Job Batching

For Scyld ClusterWare, the default installation includes both the TORQUE resource manager and the Slurm workload manager, each providing users with an intuitive interface for remotely initiating and managing batch jobs on distributed compute nodes.

ClusterWare TORQUE is a customized redistribution of Open Source software that derives from `Adaptive Computing Enterprises, Inc. https://www.adaptivecomputing.com/products/opensource/torque. TORQUE is an Open Source tool based on standard OpenPBS. ClusterWare Slurm is a redistribution of Open Source software that derives from https://slurm.schedmd.com, and the associated Munge package derives from http://dun.github.io/munge/.

Both TORQUE and Slurm are installed by default, although only one job manager can be enabled at any one time. See Enabling TORQUE or Slurm below, for details. See the User's Guide for general information about using TORQUE or Slurm. See Managing Multiple Master Nodes for details about how to configure TORQUE for high availability using multiple master nodes.

Scyld also redistributes the Scyld Maui job scheduler, also derived from Adaptive Computing, that functions in conjunction with the TORQUE job manager. The alternative Moab job scheduler is also available from Adaptive Computing with a separate license, giving customers additional job scheduling, reporting, and monitoring capabilities.

In addition, Scyld provides support for most popular Open Source and commercial schedulers and resource managers, including SGE, LSF, and PBSPro. For the latest information, see the Penguin Computing Support Portal at https://www.penguincomputing.com/support.

Enabling TORQUE or Slurm

To enable TORQUE: after all compute nodes are up and running, then disable Slurm (if it is currently enabled), then enable and configure TORQUE, then reboot all the compute nodes:

service slurm-scyld cluster-stop
chkconfig slurm-scyld off
beochkconfig 98slurm off
chkconfig torque on
beochkconfig 98torque on
service torque reconfigure
service torque start
bpctl -S all -R

and then after the compute nodes have rebooted, restart TORQUE cluster-wide:

service torque cluster-restart

To enable Slurm: after all compute nodes are up and running, you disable TORQUE (if it is currently enabled), then enable and configure Slurm, then reboot all the compute nodes:

service torque cluster-stop
chkconfig torque off
beochkconfig 98torque off
chkconfig slurm-scyld on
beochkconfig 98slurm on

Next, configure Slurm by generating /etc/slurm/slurm.conf and /etc/slurm/slurmdbd.conf from Scyld-provided templates:

service slurm-scyld reconfigure

Finally, start Slurm on the master node and reboot all compute nodes:

service slurm-scyld start
bpctl -S all -R

and then after the compute nodes have rebooted, restart Slurm cluster-wide:

service slurm-scyld cluster-restart

Finally, start Slurm (and Munge and mysql) on the master node and reboot all compute nodes:

service slurm-scyld start
bpctl -S all -R

and then after the compute nodes have rebooted, restart Slurm cluster-wide:

service slurm-scyld cluster-restart

Note: slurmdbd uses mysql to create a database defined by /etc/slurm/slurmdbd.conf, and expects mysql to be configured with no password.
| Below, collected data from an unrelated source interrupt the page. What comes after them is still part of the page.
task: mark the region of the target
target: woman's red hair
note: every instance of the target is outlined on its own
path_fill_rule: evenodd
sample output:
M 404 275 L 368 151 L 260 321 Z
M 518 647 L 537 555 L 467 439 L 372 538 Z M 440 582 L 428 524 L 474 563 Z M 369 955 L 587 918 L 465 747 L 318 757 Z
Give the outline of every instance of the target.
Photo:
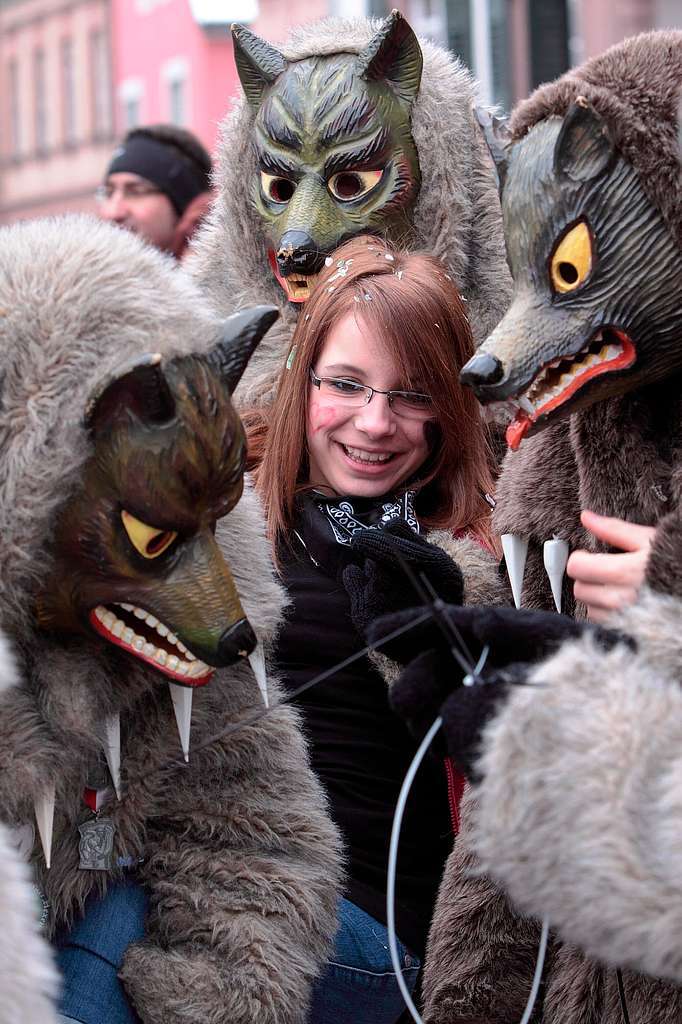
M 325 266 L 300 314 L 274 402 L 242 418 L 248 468 L 265 506 L 275 550 L 291 535 L 297 492 L 308 485 L 306 424 L 311 366 L 331 328 L 348 313 L 395 353 L 403 387 L 431 395 L 438 428 L 418 481 L 420 523 L 469 531 L 495 548 L 490 526 L 492 457 L 476 399 L 458 381 L 473 354 L 462 298 L 432 256 L 360 236 Z

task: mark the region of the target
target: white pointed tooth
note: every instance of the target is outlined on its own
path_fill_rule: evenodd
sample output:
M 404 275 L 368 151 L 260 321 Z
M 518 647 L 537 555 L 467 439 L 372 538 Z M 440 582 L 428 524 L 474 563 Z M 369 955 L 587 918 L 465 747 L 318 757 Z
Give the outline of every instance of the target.
M 177 649 L 180 651 L 181 654 L 185 654 L 186 653 L 187 648 L 183 644 L 182 640 L 177 640 L 176 643 L 175 643 L 175 646 L 177 647 Z
M 564 582 L 564 572 L 568 561 L 568 543 L 560 537 L 553 540 L 546 540 L 542 547 L 542 559 L 545 563 L 545 572 L 549 576 L 549 584 L 552 588 L 554 605 L 558 612 L 561 611 L 561 588 Z
M 116 622 L 111 627 L 111 632 L 114 634 L 114 636 L 121 636 L 121 634 L 123 633 L 124 628 L 125 628 L 125 623 L 121 622 L 120 619 L 116 619 Z
M 154 644 L 145 644 L 142 648 L 142 653 L 146 654 L 148 658 L 153 658 L 156 654 L 156 647 Z
M 189 665 L 187 664 L 187 662 L 186 661 L 181 661 L 180 664 L 177 667 L 177 671 L 180 673 L 181 676 L 188 675 L 189 674 Z
M 616 359 L 620 355 L 621 351 L 622 350 L 619 345 L 606 346 L 606 356 L 608 359 Z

Each Slurm user must setup the PATH and LD_LIBRARY_PATH environment variables to properly access the Slurm commands. This is done automatically for users who login when the slurm service is running and the pbs_server is not running, via the /etc/profile.d/scyld.slurm.sh script. Alternatively, each Slurm user can manually execute module load slurm or can add that command line to (for example) the user's .bash_profile.